Mientras ardían las cotizaciones de la Bolsa, también se quemaban vacas en Europa. Pero hoy, el culto al valor abstracto se esfuma en beneficio del auténtico valor de las cosas. Esta es la visión del escritor portugués Gonçalo Tavares.

Publicado en 28 diciembre 2010 a las 08:00

No es la literatura la que se aproxima a la política, sino la política la que ha invadido el campo del idioma, lo ha invadido y permanecerá en él. Y con la política europea, la economía. Hace tiempo que en estos ámbitos, ya no se trata de desplazar las cosas materiales, de decidir sobre el reino vegetal (ordenar o no el corte de los árboles), animal o humano. Ahora, casi todo se decide en el ámbito de los signos (de las cifras y las letras). Así volvemos al mundo de la infancia: en Europa creemos que unos trazos en un papel no son sólo trazos, sino la diferencia entre la riqueza y la pobreza.

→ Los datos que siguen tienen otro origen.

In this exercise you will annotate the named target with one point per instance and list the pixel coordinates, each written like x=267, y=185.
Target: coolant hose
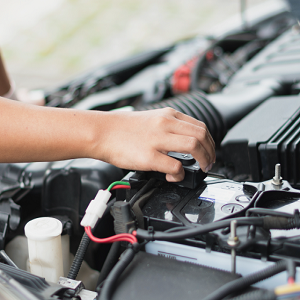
x=110, y=261
x=244, y=282
x=78, y=259
x=115, y=273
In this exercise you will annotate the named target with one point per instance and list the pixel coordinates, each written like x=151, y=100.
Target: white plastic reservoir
x=44, y=246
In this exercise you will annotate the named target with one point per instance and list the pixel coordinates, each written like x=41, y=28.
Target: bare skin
x=129, y=140
x=4, y=80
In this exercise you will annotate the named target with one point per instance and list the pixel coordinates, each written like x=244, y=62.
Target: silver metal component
x=233, y=241
x=75, y=285
x=277, y=179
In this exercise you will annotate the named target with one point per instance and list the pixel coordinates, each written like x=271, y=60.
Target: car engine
x=85, y=229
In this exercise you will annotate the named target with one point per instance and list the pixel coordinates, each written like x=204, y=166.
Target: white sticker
x=214, y=194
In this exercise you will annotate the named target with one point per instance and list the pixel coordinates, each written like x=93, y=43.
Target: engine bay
x=232, y=233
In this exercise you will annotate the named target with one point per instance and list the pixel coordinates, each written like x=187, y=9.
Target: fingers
x=171, y=166
x=186, y=118
x=189, y=135
x=188, y=144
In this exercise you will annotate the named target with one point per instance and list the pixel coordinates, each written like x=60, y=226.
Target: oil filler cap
x=193, y=173
x=185, y=159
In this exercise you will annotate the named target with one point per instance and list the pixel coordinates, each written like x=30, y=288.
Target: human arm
x=4, y=80
x=129, y=140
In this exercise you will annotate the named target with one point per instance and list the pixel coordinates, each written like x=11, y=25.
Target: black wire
x=191, y=232
x=84, y=243
x=244, y=282
x=115, y=273
x=175, y=229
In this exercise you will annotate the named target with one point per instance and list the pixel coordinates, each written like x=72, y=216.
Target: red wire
x=115, y=238
x=120, y=186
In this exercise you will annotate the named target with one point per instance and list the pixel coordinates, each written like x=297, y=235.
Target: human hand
x=141, y=141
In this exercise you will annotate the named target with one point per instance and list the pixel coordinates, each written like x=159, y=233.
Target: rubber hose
x=197, y=106
x=115, y=273
x=109, y=263
x=257, y=295
x=244, y=282
x=76, y=264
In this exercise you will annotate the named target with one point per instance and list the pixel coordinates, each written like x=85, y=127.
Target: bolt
x=277, y=179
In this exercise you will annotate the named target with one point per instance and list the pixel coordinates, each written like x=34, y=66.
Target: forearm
x=129, y=140
x=4, y=80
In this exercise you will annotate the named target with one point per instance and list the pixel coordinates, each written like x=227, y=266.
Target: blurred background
x=45, y=43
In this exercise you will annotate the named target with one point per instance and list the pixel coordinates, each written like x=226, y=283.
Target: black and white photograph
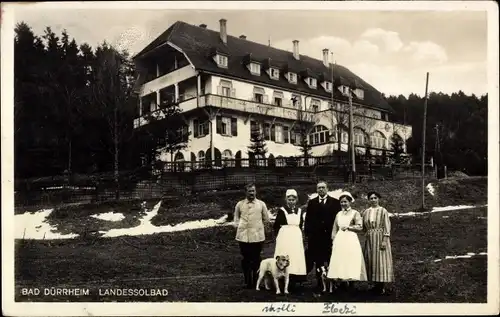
x=252, y=158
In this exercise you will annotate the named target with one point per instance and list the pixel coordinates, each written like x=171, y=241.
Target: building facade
x=226, y=86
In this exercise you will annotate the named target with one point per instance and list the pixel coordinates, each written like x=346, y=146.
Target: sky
x=391, y=50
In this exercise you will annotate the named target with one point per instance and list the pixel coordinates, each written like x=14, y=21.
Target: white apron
x=289, y=242
x=346, y=262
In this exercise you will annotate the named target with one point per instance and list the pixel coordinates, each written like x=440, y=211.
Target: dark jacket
x=281, y=218
x=319, y=219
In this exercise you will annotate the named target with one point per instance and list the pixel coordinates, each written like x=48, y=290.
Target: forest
x=74, y=107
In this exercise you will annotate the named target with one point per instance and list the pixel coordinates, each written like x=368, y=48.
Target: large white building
x=225, y=85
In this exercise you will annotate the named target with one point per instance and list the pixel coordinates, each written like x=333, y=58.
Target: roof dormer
x=327, y=85
x=252, y=64
x=272, y=70
x=326, y=82
x=310, y=78
x=220, y=58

La antigua separación entre el signo y la cosa. La famosa frase de “la palabra PERRO no muerde”: si se ponen los dedos sobre la P, la E o la R no arriesgamos nada, los dedos seguirán intactos, la P y la E no muerden, es una antigua lección de lingüística. Con esta distinción se inauguró la modernidad. Los primitivos no creían en esto, no creían en dos mundos separados. Para los primitivos, el signo ya era algo. El dibujo del ciervo no era el dibujo de un ciervo: era el ciervo en sí mismo. No había diferencia.

En cierta forma, Europa, desde hace varios decenios, ha acentuado su lado primitivo. Ha vuelto a creer en la magia. Casi toda la economía actualmente se encuentra en el mundo abstracto, en el mundo de las letras y las cifras y no en el mundo de las materias con volumen. Porque la antigua economía era así: dos vacas que se intercambiaban por 1.000 gallinas; fábricas y máquinas, árboles que se vendían o se compraban.

Sin embargo, poco a poco, los elementos vivos y los metros cuadrados desaparecieron de la escena. Quedaron papeles con signos y cifras y Europa se transformó de este modo en un Nuevo Continente Primitivo, en el que la gente adopta comportamientos idénticos a los de las tribus amazónicas que confundían los signos con lo real y que creían que la letra A o un dibujo podía acabar con ellos o condenarles.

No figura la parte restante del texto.